Они успели потом обменяться, видимо, несколькими письмами. Обнаруженное - пока единственное - письмо Николая Сергеевича Пушкина к Федору Петровичу Шаховскому датировано 5 апреля 1828 года.
"Не знаю, получил ли ты письмо мое, любезный и почтенный мой товарищ по Туруханску Федор Петрович, которое я послал к тебе какого числа не знаю, но только на прошедшей почте или, по крайней мере, на той, которая была перед нею. Теперь снова обязываюсь тебя благодарить за то, что не позабыл своего друга, помогши ему чем только мог, несмотря на то что он прежде, быть может, тебе и досадил, не принимал или, пожалуй, не сохранил вещей твоих, а для чего, я объяснил это в первом письме, которое тебе должно было показать, что я в этом случае не имею ничего у себя на совести, и более ничего, как только и сам сожалею, что по особенным обстоятельствам, для тебя непонятным и которые растолковать трудно и не к чему, я принужден был поступить, по-видимому, не очень деликатно1. Чтобы же доказать тебе, что когда время, то и попросить у приятеля - такого, как ты, - я умею, то хочу тебе вспомнить о том, что ты мне обещал прислать. Кажется, что эдак, разве я во сне видел? В таком случае прошу извинить, но едва ли во сне. А именно ты мне говорил, что супруга твоя прислала для меня краски, которые не присланы к тебе енисейским гражданским правительством: если бы ты мог прислать их ко мне теперь, то много бы меня одолжил.
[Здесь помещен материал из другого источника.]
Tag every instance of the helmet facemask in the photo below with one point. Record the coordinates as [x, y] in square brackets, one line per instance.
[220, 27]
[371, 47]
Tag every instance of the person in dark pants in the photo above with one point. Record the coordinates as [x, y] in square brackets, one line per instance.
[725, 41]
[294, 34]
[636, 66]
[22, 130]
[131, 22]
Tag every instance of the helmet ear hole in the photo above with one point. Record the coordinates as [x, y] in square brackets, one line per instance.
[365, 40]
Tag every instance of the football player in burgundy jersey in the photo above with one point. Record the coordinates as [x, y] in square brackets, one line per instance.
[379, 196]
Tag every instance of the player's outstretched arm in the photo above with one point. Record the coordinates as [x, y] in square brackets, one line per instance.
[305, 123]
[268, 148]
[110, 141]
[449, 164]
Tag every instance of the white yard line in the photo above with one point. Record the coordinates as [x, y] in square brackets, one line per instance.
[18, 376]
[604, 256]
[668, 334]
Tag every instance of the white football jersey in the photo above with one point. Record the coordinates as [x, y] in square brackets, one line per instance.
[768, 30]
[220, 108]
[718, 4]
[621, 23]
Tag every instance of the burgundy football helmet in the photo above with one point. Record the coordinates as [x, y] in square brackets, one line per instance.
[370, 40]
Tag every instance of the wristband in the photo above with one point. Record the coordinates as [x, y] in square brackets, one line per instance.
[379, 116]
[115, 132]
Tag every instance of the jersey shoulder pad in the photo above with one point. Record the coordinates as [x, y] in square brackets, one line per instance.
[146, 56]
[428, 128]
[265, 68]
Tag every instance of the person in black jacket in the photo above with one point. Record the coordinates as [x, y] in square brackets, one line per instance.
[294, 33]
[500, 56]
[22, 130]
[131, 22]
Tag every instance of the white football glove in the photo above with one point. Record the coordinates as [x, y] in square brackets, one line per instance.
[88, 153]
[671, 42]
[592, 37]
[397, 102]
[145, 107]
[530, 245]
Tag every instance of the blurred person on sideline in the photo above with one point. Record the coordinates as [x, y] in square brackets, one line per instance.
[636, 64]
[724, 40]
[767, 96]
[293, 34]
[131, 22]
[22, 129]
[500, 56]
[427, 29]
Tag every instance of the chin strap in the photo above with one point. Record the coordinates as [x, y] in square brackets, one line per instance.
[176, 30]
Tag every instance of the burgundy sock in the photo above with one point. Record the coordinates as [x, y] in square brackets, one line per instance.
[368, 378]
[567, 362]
Вероятно, что ты не послал их мне потому, что опять по рассказам подумал, что я снова умом рехнулся и не буду заниматься рисовкою, но ей-ей, ни прежде, ни после я не терял рассудка, а на все есть свои причины.
Теперь же они бы очень были для меня нужны, дабы занять себя чем-нибудь в свободное время. Прошу также тебя, сделай одолжение, подари мне одну десточку порядочной бумаги - тебе легко её достать в Енисей-ске, а здесь насилу имею то, на чем пишу к тебе, - отчего не прогневайся на это.
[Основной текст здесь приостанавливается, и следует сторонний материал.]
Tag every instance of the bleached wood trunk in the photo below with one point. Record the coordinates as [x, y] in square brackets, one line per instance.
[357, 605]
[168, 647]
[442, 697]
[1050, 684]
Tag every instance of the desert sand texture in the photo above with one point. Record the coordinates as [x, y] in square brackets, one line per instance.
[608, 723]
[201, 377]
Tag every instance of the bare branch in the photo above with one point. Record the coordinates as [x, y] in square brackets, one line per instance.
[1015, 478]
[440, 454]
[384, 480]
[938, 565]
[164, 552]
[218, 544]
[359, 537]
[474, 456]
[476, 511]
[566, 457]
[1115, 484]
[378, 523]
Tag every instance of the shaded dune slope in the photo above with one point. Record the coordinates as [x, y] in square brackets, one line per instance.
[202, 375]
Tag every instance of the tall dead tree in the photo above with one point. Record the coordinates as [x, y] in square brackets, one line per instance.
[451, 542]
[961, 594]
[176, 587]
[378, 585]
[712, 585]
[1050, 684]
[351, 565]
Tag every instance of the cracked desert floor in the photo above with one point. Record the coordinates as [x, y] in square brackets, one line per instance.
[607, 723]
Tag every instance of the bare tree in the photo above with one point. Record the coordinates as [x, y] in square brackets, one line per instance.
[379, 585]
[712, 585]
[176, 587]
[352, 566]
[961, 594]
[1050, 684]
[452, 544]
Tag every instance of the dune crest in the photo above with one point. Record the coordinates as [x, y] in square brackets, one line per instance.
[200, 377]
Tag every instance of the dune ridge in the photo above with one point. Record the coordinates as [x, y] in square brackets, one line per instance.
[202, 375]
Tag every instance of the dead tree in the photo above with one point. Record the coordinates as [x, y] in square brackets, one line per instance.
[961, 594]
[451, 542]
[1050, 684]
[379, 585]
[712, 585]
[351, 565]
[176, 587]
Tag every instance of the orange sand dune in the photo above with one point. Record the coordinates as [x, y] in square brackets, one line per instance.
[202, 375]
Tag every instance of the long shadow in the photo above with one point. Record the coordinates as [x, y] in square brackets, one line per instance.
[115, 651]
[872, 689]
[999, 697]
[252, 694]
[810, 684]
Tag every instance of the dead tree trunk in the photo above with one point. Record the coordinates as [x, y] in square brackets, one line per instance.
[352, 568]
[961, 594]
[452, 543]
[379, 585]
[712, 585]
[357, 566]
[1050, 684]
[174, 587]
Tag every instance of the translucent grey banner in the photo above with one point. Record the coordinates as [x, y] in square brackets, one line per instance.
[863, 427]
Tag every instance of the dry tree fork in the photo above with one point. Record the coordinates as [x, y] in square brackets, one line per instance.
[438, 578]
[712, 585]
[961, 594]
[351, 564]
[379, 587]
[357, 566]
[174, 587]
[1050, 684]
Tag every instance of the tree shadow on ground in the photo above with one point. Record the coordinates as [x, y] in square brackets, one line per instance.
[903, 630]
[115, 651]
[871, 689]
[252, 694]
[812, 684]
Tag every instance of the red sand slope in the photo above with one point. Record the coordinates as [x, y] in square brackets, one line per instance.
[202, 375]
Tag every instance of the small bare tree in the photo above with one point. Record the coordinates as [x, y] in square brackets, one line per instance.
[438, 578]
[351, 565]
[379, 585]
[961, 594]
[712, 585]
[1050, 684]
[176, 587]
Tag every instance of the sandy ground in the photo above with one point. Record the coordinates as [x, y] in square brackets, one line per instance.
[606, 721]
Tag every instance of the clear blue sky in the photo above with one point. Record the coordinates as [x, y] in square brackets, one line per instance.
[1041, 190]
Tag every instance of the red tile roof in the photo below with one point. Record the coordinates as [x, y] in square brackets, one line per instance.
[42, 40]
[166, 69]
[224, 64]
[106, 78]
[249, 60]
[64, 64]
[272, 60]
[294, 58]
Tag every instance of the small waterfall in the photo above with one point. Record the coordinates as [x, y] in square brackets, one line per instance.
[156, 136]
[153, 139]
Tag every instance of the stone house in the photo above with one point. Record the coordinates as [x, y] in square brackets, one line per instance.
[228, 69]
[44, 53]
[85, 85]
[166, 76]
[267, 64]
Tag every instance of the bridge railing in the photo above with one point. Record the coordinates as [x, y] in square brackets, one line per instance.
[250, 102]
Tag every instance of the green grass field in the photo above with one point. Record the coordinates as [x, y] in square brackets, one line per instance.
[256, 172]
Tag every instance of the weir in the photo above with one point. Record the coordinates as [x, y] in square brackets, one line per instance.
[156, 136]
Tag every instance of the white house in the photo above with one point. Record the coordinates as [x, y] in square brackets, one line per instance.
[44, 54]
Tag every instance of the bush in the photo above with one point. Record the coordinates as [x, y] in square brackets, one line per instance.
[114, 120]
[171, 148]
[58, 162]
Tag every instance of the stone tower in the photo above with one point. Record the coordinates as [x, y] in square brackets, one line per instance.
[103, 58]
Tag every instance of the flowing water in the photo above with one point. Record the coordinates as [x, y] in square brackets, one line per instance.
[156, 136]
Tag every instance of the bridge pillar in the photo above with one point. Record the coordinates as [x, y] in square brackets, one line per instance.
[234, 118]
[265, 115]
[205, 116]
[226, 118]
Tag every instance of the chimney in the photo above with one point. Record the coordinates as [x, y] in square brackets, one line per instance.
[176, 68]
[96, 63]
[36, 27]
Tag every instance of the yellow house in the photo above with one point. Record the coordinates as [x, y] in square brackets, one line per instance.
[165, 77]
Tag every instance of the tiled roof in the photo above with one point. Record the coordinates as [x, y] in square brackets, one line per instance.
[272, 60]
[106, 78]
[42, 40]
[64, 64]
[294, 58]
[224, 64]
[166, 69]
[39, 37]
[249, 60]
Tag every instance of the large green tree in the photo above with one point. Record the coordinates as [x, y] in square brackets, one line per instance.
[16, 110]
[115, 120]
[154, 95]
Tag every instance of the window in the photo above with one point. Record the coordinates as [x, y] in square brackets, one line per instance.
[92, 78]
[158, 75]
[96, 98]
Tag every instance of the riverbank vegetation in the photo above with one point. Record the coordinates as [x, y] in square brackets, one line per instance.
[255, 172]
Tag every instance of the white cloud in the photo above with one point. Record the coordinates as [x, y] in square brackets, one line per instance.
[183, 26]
Перешли это все, если будет тебе то угодно, с сим посланным Василием Седельниковым - сыном, я думаю, тебе известного Алексея Седельникова. Они оба верные люди. Скорее дойдет, кажется, через Туруханскую контору, впрочем, как хочешь. Желаю тебе всякого блага, твоей возлюбленной супруге, твоим детям и всем, которые тебе любезны.